For a shorter combo, some travelers split Todos Santos with a morning at a Corridor snorkeling beach (Chileno or Santa Maria) before making the drive north. That gets complicated logistically but is doable if you’re an early riser.

The best time to visit for Todos Santos is the same as the broader Los Cabos region: November through April for reliable weather and lower humidity. October adds the turtle nesting bonus. Midsummer (July through September) means heat, humidity, and the possibility of tropical storm activity.

What to Know Before You Go

A few practical notes for the drive and the day:

Cash matters here. Todos Santos has ATMs but they run out on busy weekends. Bring enough pesos or dollars from Cabo to cover lunch, galleries, and Cerritos without relying on finding a working machine. Most sit-down restaurants take cards; street food and smaller shops are cash only.

The sun at elevation hits differently. The drive takes you into slightly higher and drier terrain. Sunscreen, a hat, and water are not optional.

Cell service gets spotty.
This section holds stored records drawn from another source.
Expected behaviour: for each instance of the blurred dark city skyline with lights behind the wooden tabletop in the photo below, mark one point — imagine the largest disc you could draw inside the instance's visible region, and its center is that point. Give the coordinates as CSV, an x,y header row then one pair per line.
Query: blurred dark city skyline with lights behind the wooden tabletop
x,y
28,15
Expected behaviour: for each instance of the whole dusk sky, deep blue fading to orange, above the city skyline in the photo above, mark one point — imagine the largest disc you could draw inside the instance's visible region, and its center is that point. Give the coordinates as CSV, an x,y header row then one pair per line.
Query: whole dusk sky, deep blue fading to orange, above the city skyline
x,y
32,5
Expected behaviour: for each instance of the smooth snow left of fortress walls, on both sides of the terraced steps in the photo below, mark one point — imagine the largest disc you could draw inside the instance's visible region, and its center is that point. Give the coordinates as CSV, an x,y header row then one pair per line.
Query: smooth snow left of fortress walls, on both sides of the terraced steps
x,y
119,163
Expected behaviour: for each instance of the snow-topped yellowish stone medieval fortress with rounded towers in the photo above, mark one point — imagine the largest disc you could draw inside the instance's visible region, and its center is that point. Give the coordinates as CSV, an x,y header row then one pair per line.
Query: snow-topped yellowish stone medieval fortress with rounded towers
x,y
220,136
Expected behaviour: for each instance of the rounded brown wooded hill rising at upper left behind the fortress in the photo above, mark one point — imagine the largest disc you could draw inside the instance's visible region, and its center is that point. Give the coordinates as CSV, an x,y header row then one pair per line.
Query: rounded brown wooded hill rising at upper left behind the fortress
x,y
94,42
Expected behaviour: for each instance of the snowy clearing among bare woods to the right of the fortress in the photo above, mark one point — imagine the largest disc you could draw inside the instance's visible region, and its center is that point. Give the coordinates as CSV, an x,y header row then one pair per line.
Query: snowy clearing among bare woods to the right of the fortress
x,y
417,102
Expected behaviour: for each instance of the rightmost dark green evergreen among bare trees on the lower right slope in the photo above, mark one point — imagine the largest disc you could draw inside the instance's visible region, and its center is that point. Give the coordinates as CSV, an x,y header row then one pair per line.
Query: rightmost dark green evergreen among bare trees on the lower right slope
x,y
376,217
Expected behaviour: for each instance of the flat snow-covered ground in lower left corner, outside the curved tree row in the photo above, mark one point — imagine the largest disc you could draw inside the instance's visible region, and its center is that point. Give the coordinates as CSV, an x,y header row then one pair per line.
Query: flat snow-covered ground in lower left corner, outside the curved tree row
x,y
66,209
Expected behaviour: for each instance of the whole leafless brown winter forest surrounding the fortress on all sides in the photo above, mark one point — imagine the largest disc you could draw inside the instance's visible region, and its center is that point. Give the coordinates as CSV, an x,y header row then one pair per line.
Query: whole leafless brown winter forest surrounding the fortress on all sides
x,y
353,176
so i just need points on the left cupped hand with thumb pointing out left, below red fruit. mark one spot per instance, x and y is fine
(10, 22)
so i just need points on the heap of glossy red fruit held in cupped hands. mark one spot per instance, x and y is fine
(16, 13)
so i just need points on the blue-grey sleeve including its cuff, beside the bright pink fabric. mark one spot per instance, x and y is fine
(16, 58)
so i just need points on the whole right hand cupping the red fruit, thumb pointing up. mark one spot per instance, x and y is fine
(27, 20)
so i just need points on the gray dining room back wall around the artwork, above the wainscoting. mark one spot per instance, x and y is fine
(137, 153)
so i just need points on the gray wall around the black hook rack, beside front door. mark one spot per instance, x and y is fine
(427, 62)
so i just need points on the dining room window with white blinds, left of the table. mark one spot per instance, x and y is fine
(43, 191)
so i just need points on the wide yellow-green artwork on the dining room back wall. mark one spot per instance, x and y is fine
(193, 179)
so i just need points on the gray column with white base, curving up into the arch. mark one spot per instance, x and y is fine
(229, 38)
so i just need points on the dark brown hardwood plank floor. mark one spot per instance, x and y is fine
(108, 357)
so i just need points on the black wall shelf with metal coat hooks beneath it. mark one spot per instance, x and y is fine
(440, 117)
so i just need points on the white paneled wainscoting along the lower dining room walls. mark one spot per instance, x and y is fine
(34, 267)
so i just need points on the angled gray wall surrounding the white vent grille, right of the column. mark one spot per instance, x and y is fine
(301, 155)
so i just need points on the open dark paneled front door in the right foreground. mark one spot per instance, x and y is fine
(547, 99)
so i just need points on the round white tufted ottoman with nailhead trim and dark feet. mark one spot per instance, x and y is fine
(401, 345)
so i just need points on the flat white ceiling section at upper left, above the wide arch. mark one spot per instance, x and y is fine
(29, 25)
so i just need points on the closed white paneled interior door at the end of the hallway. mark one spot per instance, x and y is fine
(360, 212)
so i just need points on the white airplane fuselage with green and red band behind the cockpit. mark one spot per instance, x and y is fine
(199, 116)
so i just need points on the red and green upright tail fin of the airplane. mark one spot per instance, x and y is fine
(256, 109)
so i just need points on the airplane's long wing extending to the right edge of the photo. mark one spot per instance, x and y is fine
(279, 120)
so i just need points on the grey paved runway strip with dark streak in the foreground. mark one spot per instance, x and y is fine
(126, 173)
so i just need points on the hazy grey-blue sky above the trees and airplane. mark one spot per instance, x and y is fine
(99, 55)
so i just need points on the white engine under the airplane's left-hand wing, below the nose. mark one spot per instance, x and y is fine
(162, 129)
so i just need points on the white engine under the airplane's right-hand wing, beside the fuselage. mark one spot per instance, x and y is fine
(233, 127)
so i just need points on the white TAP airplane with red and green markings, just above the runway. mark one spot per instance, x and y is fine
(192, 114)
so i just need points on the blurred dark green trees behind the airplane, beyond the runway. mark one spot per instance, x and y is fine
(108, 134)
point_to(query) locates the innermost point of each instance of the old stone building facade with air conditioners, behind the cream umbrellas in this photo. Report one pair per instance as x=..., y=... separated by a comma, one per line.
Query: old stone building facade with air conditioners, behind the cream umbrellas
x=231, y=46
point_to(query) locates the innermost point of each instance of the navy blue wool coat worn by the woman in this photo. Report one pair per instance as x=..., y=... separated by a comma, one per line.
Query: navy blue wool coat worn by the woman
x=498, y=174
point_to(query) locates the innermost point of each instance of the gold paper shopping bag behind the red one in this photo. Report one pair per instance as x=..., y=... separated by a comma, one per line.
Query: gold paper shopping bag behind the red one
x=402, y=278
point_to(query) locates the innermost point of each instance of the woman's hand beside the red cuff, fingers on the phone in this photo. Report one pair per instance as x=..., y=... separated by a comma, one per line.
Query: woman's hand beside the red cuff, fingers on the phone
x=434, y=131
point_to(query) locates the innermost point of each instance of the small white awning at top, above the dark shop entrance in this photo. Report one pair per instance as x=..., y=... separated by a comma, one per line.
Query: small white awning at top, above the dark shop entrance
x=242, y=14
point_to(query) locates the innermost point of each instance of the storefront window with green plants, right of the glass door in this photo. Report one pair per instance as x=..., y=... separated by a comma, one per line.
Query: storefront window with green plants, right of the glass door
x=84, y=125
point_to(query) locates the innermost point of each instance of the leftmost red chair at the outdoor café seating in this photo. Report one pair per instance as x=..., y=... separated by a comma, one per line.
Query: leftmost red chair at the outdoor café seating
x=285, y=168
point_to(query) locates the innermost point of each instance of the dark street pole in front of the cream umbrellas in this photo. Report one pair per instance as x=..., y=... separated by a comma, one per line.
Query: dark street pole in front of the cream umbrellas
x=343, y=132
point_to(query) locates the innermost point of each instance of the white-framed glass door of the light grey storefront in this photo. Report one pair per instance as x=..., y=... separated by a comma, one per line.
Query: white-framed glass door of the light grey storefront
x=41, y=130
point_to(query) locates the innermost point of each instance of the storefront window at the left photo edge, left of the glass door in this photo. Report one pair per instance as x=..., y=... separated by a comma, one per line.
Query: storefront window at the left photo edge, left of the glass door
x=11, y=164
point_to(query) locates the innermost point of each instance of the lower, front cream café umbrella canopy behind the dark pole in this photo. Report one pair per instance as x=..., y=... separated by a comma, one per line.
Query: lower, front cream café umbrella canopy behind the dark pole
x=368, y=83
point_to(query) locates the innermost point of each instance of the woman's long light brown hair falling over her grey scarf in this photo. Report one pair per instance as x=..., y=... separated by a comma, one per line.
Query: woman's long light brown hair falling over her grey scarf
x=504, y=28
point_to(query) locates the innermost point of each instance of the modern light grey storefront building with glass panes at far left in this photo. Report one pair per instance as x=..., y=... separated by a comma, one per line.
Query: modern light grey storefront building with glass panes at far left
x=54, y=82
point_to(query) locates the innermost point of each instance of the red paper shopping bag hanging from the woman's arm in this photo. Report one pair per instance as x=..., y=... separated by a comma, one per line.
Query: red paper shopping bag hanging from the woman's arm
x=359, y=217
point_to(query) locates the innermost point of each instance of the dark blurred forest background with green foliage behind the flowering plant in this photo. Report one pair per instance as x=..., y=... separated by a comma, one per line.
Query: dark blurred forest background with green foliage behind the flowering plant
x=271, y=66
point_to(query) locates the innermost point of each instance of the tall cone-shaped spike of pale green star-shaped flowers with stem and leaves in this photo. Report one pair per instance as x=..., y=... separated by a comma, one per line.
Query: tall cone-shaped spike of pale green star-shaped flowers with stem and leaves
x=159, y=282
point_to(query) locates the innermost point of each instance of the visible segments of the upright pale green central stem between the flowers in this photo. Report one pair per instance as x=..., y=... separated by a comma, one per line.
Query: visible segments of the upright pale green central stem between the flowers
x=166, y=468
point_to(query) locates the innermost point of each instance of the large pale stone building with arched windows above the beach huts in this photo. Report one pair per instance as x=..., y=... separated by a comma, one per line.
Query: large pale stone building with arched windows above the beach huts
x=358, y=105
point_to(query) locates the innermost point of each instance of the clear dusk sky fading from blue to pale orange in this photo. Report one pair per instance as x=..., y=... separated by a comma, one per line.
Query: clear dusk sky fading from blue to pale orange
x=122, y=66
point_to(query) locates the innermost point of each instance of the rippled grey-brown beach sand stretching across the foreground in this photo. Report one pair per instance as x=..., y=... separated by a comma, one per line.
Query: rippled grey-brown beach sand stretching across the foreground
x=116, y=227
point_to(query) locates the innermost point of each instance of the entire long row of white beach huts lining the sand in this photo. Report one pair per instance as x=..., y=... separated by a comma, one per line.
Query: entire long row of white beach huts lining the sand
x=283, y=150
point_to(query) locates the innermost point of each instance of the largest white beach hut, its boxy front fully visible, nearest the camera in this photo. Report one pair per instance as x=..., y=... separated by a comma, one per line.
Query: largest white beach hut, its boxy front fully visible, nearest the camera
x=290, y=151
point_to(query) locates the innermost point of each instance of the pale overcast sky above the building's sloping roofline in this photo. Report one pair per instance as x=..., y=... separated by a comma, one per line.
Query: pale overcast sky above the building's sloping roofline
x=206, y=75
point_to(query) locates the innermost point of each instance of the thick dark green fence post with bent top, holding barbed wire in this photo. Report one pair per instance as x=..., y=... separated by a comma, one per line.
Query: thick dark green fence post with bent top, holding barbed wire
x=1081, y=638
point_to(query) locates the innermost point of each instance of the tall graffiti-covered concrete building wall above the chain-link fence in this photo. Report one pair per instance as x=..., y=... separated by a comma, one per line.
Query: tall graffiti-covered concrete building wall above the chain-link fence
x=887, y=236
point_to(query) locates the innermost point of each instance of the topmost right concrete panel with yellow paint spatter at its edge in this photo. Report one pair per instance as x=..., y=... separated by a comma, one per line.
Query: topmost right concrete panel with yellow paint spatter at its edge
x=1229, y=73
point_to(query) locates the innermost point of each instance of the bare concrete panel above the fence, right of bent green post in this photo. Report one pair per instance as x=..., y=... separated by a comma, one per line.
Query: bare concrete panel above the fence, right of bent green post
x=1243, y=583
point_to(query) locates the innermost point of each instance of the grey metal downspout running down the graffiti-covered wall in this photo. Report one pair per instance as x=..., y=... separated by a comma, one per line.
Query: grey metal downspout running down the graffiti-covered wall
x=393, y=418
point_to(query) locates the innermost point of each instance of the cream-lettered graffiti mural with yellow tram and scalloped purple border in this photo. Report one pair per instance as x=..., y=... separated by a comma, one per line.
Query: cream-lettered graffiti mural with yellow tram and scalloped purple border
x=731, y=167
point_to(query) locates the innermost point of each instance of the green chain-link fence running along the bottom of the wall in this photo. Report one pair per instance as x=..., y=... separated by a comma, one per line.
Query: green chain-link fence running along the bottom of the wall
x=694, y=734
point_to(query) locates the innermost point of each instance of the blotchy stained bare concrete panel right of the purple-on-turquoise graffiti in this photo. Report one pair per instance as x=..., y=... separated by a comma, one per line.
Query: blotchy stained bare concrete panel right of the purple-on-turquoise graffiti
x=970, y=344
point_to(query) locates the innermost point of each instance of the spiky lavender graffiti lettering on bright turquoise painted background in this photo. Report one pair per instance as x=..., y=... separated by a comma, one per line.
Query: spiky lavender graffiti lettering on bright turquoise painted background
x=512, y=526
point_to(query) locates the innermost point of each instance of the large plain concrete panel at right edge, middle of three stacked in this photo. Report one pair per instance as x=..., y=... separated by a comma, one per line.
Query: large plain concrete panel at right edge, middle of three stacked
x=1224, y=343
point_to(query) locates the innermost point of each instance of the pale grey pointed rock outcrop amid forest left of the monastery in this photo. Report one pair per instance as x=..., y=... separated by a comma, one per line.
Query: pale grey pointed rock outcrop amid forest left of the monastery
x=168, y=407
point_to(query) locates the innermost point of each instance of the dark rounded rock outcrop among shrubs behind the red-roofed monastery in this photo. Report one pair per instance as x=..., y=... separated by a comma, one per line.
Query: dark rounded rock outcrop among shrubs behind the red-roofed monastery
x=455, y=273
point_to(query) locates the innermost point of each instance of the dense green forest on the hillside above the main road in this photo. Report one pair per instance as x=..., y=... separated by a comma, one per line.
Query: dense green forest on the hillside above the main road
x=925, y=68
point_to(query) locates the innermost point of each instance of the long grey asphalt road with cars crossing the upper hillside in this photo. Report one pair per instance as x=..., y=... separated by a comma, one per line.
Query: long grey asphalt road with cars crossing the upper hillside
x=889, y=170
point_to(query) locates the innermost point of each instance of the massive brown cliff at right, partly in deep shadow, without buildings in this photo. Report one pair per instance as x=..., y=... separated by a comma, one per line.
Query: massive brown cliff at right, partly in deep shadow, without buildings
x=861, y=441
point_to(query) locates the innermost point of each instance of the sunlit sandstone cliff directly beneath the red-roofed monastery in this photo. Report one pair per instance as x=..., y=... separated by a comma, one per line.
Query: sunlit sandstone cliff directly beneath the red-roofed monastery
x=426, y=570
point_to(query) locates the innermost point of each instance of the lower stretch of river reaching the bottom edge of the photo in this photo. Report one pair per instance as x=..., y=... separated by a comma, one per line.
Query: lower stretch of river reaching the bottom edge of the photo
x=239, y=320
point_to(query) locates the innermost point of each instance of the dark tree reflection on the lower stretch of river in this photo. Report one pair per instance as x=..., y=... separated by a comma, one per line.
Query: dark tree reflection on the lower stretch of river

Download the Google Maps route offline before you leave your hotel. The route is straightforward but if you miss the Todos Santos turnoff on Highway 19 you’ll add time.

Tipping: See our cabo resort fees and tipping guide for general guidance. In Todos Santos, 15 percent is standard at sit-down restaurants; rounding up for street food is appreciated.

The Los Cabos Travel Guide has the full picture if you’re still planning the broader trip. Todos Santos is one of the best reasons to rent a car for at least one day of your stay.